Hormone receptor binding to DNA
Describe the zinc finger DNA binding motif.
Zinc chelates 2 histidines and 2 cysteines that forms a "finger" that is capable of interacting with the major groove of DNA
How do a lot of zinc finger binding proteins bind DNA?
As dimers in which the two copies of the recognition sequence are separated by exactly one turn of the DNA helix and bind a palindromic sequence
Describe the leucine zipper DNA binding motif.
Leucine at every 7th AA: 2 identical amphiphatic alpha helical DNA- binding domains dimerize through their alpha-helical leucine zipper region (top) to form an inverted Y-shaped structure. Each arm of the Y is formed by a single alpha helix, one from each monomer, that mediates binding to a specific DNA sequence in the major groove of DNA. Each a helix binds to one-half of a symmetric DNA structure: palindrome.
What can be determined if each 7th AA is the same in an alpha helix?
There are 3.5 AAs per turn of the alpha helix, so this would mean that the alpha helix is amphiphatic, meaning one side is hydrophilic and the other is hydrophobic
How do DNA binding proteins recognize DNA sequences?
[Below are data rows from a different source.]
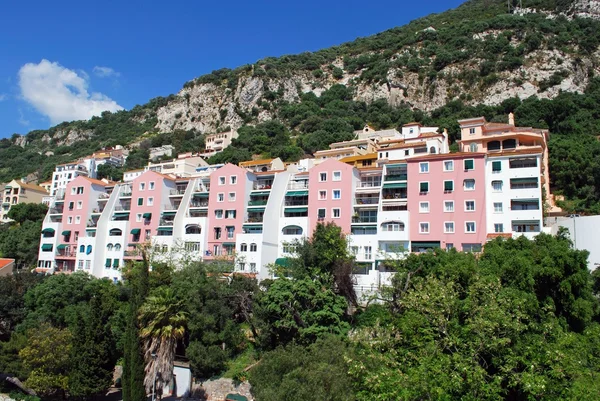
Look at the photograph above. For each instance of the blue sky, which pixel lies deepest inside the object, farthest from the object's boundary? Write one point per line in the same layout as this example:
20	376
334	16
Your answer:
65	60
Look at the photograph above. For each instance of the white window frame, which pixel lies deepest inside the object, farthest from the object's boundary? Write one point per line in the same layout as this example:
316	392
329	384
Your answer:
451	165
474	205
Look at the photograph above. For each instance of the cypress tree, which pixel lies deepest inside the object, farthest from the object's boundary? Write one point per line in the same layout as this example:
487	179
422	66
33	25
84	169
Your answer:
133	362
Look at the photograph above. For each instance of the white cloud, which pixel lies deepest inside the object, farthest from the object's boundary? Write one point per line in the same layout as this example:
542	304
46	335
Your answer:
60	93
104	72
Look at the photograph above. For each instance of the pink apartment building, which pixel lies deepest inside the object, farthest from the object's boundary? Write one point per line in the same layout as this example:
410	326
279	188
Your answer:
229	189
446	201
80	200
331	193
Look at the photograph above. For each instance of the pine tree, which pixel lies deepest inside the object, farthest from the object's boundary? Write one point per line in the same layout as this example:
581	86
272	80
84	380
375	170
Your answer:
133	362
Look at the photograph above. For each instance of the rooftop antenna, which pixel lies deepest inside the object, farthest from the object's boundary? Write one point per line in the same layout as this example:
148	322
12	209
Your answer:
514	5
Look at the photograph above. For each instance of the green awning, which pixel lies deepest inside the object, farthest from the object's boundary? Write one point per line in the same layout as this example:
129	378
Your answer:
296	209
394	185
523	180
297	193
536	201
283	262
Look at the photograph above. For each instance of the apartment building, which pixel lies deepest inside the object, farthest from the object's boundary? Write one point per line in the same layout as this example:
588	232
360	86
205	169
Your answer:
387	202
16	192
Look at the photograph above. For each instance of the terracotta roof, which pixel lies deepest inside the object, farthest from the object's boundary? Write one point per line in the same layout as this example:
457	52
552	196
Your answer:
255	162
94	181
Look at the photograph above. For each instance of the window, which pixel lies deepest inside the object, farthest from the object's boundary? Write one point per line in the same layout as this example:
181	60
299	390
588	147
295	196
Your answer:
292	230
392	226
469	185
496	166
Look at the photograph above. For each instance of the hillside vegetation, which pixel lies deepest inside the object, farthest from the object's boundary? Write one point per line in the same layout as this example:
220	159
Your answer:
470	61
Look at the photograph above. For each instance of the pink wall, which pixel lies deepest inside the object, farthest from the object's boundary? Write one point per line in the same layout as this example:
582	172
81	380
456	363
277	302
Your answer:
240	188
160	195
436	197
345	185
83	213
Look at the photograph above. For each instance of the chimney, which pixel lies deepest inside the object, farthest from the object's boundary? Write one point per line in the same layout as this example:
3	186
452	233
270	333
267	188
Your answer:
511	118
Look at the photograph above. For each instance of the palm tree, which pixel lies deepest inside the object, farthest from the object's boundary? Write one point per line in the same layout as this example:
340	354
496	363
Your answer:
162	322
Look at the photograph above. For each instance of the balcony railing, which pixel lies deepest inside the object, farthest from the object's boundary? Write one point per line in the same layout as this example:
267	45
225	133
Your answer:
395	177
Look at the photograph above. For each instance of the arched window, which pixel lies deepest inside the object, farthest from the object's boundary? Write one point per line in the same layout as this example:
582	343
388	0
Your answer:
292	230
392	226
193	229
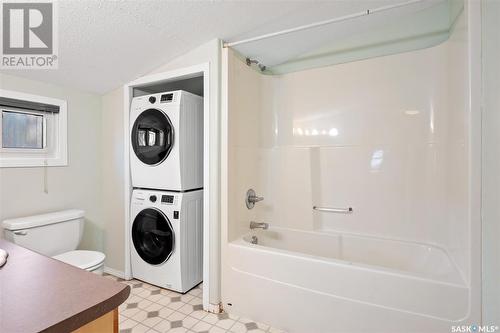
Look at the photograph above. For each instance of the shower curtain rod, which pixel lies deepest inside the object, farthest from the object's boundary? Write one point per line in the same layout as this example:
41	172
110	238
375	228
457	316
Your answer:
321	23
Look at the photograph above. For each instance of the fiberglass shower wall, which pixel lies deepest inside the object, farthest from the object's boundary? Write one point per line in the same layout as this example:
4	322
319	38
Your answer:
387	136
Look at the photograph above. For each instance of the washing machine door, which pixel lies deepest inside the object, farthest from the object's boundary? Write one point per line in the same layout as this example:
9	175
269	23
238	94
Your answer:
152	136
153	236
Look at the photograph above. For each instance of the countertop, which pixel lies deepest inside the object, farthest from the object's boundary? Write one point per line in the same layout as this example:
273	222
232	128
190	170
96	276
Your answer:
38	293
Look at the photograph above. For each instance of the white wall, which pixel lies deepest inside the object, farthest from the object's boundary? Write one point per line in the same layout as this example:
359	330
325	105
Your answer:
77	185
491	162
386	136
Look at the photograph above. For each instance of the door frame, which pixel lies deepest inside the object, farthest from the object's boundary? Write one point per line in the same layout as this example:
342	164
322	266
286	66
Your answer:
209	200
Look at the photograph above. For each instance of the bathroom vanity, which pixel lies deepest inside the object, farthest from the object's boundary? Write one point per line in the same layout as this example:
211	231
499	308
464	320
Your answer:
38	293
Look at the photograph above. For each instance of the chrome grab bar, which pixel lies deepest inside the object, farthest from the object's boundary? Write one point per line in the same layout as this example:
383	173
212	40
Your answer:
347	210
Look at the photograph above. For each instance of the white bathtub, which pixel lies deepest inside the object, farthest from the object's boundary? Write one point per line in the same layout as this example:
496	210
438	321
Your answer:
291	278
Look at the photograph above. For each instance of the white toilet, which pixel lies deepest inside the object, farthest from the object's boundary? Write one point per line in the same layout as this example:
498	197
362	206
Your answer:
56	235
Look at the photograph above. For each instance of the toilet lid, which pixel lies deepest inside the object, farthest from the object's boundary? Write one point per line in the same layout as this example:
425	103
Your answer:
81	258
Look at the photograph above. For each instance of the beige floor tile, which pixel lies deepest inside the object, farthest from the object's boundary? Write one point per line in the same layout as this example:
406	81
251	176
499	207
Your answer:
151	322
140	328
176	316
189	322
162	326
175	305
215	329
211	318
186	309
165	312
129	323
238	328
130	312
225	323
140	316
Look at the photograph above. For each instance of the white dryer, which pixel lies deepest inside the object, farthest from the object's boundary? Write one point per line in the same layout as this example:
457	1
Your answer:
167	141
167	238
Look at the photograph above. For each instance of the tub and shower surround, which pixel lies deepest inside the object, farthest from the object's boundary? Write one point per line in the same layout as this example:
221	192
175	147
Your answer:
387	136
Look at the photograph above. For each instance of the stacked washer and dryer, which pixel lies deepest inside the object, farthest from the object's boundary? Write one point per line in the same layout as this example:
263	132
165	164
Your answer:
166	162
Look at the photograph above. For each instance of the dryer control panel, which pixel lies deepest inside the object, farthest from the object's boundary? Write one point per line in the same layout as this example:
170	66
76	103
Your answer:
167	199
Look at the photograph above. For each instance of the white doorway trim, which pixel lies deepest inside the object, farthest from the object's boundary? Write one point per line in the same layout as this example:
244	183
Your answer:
209	135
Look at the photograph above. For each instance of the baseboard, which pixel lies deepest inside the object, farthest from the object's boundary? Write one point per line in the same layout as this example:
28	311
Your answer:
114	272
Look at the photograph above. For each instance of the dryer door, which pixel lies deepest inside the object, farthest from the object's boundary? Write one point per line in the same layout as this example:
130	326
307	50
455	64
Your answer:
153	236
152	136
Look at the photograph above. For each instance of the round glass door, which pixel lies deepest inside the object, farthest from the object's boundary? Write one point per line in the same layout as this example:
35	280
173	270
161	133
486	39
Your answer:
152	136
153	236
The proteins decode the functional groups that are accessible on the side of the bases as revealed in the major grooves of DNA:
- H bond acceptors
- H bond donors
- H atoms
- Methyl groups
What is the purpose of heterodimerization of leucine zipper proteins?
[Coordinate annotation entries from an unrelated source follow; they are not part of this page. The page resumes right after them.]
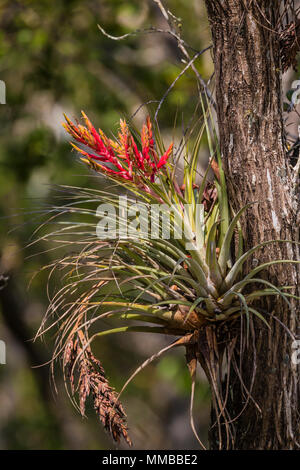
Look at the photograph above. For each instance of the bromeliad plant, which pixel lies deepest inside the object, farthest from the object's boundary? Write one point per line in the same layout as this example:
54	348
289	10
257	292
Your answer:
195	286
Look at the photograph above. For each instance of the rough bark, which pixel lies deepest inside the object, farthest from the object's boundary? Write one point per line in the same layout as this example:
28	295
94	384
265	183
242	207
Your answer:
249	111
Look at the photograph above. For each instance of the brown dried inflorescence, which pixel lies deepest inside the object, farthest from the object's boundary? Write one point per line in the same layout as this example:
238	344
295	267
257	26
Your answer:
87	377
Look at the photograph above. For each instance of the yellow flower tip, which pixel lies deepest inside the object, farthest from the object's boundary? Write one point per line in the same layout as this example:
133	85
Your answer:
87	121
78	149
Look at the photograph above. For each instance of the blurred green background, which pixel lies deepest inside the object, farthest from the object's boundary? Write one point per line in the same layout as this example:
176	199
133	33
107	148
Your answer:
53	59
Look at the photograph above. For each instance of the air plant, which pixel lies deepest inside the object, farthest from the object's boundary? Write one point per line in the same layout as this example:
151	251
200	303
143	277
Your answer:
195	287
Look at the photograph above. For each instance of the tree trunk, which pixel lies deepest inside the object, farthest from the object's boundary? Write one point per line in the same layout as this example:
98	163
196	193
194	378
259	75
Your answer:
249	110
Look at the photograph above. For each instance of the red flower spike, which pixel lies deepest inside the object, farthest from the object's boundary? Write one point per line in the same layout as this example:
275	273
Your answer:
125	160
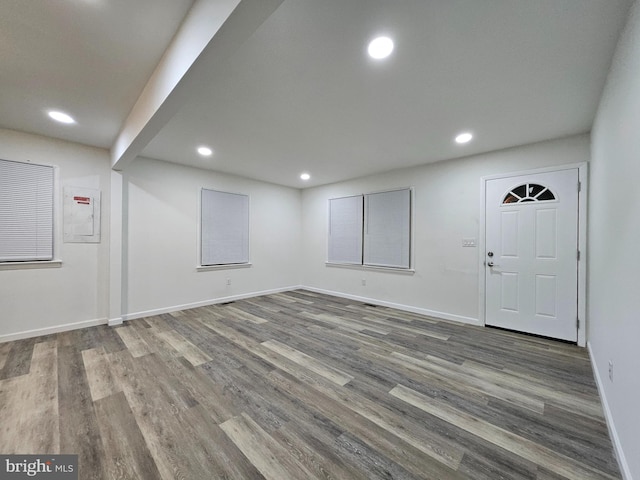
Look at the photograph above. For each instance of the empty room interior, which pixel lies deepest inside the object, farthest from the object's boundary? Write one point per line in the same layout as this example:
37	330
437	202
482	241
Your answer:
297	239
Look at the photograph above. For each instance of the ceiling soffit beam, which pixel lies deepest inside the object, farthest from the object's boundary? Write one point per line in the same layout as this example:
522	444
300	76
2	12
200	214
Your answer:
211	32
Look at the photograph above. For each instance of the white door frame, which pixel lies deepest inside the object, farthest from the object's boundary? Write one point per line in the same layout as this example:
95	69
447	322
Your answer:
582	240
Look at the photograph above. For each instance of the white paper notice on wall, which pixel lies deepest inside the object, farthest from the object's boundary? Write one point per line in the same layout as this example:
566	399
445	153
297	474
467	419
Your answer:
81	215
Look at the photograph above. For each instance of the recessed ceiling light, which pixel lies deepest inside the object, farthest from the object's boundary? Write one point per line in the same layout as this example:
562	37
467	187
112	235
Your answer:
464	137
380	47
61	117
205	151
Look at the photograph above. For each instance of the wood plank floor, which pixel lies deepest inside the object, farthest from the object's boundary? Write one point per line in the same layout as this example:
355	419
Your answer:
304	386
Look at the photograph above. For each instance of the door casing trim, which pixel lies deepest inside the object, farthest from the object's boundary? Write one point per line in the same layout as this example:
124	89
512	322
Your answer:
582	240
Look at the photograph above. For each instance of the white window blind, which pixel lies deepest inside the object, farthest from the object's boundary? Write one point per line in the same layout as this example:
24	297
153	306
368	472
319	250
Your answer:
345	230
224	228
387	228
26	212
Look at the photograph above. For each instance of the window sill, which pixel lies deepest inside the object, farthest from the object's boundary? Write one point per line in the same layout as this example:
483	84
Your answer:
207	268
30	265
400	271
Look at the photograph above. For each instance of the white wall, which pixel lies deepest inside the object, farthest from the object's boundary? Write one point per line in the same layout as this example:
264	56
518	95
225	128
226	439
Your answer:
446	208
614	235
41	300
163	202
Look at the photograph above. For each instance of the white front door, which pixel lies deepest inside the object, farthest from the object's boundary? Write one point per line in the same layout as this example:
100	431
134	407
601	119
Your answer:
531	253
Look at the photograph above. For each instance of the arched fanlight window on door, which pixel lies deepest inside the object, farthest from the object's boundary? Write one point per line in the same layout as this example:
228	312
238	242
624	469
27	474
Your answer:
529	192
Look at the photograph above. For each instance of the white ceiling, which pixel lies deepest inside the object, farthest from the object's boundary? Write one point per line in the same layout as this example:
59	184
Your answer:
300	94
90	58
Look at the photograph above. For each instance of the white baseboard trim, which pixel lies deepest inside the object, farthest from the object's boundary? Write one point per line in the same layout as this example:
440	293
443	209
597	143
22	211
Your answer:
38	332
204	303
617	446
398	306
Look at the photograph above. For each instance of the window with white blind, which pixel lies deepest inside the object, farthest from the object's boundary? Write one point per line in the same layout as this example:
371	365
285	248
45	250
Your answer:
371	230
224	228
345	230
387	229
26	212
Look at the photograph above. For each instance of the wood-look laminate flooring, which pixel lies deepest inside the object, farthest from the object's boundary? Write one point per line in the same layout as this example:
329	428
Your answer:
302	386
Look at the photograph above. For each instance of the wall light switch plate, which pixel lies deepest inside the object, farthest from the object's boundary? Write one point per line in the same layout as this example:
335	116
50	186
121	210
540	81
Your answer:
469	242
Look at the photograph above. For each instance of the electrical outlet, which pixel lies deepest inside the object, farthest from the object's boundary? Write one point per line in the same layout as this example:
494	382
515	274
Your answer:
611	370
469	242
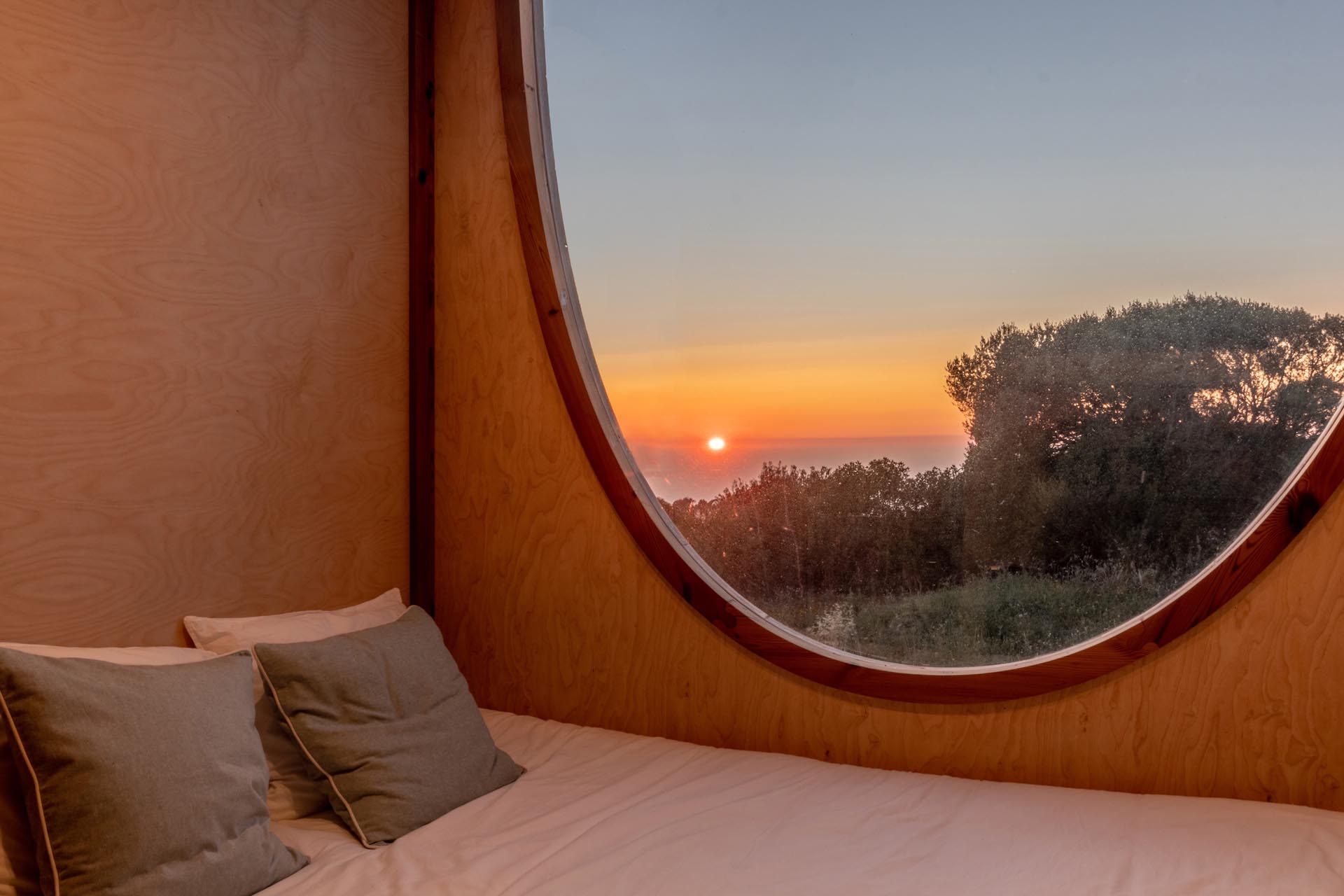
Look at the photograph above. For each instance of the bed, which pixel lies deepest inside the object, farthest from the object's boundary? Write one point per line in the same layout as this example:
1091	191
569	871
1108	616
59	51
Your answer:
601	812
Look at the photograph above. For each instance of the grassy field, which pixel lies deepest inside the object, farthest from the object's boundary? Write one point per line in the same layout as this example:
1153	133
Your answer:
981	621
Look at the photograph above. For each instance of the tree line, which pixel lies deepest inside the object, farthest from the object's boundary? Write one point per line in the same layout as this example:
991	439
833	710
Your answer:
1144	437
Heterodimerization of leucine zipper proteins can alter their DNA-binding specificity: the two different monomers can combine to form a heterodimer, which now recognizes a hybrid DNA sequence, composed 2 non-palindromic sequences
Why can't DNA binding proteins bind at the DNA minor grooves?
Because the side patterns are not unique to particular base pairs
How many contacts does a protein-DNA interface usually have? What are these?
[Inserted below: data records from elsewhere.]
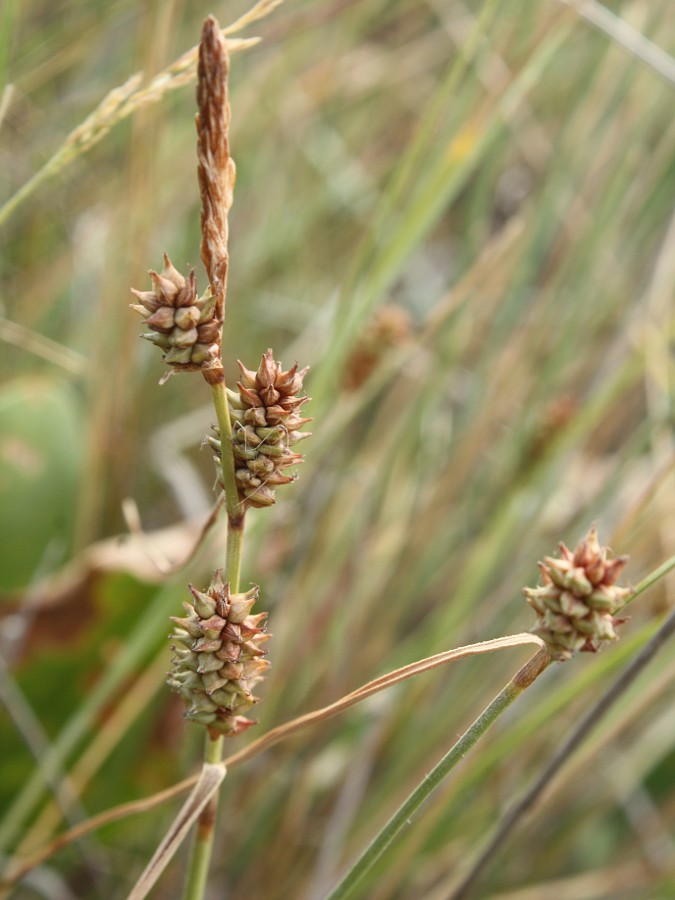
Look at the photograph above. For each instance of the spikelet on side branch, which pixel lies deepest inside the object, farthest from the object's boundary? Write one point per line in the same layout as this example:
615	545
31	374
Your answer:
577	603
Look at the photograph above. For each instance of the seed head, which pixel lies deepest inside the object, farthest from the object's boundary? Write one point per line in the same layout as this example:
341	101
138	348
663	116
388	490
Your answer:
218	657
265	425
186	327
577	602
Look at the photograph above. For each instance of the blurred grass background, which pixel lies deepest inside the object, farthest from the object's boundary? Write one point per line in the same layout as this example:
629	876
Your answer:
460	215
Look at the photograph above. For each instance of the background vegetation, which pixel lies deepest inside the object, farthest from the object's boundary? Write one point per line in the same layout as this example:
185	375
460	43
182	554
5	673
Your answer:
460	215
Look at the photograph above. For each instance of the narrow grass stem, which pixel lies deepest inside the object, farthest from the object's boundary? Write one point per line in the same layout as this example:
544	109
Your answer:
575	738
520	681
202	847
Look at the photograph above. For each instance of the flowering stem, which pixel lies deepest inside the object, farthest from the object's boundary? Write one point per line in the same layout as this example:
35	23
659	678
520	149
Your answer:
202	847
521	680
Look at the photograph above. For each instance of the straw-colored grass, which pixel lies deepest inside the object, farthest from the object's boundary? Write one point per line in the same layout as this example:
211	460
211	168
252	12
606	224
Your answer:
460	216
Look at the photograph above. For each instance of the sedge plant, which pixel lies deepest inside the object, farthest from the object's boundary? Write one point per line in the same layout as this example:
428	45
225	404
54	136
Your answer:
220	642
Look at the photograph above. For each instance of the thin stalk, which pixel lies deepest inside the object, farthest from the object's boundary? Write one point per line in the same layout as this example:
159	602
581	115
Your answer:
525	676
202	847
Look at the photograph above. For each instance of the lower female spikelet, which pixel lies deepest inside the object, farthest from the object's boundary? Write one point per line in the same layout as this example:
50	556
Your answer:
218	657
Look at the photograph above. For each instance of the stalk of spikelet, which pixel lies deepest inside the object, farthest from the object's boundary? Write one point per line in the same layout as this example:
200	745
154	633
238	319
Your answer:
265	426
577	603
218	657
187	327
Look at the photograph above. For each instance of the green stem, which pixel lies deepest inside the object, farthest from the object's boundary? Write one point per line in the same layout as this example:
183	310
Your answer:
520	681
202	847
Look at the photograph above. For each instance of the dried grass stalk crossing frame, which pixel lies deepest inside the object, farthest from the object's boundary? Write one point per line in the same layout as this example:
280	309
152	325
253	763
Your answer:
556	465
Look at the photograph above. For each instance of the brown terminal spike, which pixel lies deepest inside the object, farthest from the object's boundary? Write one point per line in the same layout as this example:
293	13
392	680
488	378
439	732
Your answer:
215	170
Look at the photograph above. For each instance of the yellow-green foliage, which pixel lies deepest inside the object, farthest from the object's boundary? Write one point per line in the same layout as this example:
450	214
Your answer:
458	214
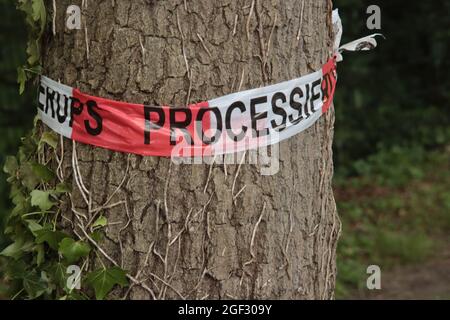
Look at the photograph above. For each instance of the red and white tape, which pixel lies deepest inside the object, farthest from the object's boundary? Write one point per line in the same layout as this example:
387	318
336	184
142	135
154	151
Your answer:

What must be true of DNA-protein contacts?
Must be close enough to exclude water or else the H bonds would be broken
Is it possible to predict what DNA sequence a protein will bind to based on the primary structure and the super secondary structure motif?
What is a very common DNA-AA binding contact?
What are restriction enzymes? What do they allow us to do?
DNA binding proteins that contain endonuclease activities and recognize specific DNA sequences
Engineer DNA and recombine sequences
What is an operon? What does this allow for?
Cluster of genes transcribed as a single mRNA molecule
Allows their expression to be controlled coordinately
What is a common bacterial operon? What does it code for?
trp = cluster of enzymes needed for tryptophan biosynthesis
Do eukaryotes have operons?
Describe how the trp operon is regulated.
In absence of Trp, repressor does not bind the operator sequence on DNA
In presence of Trp, Trp binds the repressor which activates it to bind the operator sequence, thereby blocking RNA polymerase binding to DNA and mRNA synthesis
Where is the operator sequence located on prokaryotic DNA?
The promoter region
How does the binding of Trp affect the repressor protein in prokaryotes? What is this called?
It changes its conformation allowing it to bind DNA: binding increases the distance between the two recognition helices in the homodimer, allowing the repressor to fit snugly on the operator
= NEGATIVE CONTROL
How do we regulate genes?
Combination of positive and negative regulation by transcriptional repressors and transcriptional activators
Can bacterial gene regulatory proteins act as both transcriptional activators AND repressors? How?
Yes depending on the placement of their DNA-binding sites aka where it binds on different genes
Describe the regulation of the Lac operon.
LacZ, the first gene of the Lac operon, encodes the enzyme b-galactosidase, which breaks down the disaccharide lactose to galactose and glucose. Keep in mind prokaryotes will favor glucose metabolism so will only want to express this gene when lactose is present and glucose is not.
- Lactose addition increases the concentration of allolactose, an isomer of lactose, which binds to the repressor protein and removes it from the DNA.
- Glucose addition decreases the concentration of cyclic AMP; because cyclic AMP no longer binds to CAP, this gene activator protein dissociates from the DNA, turning off the operon.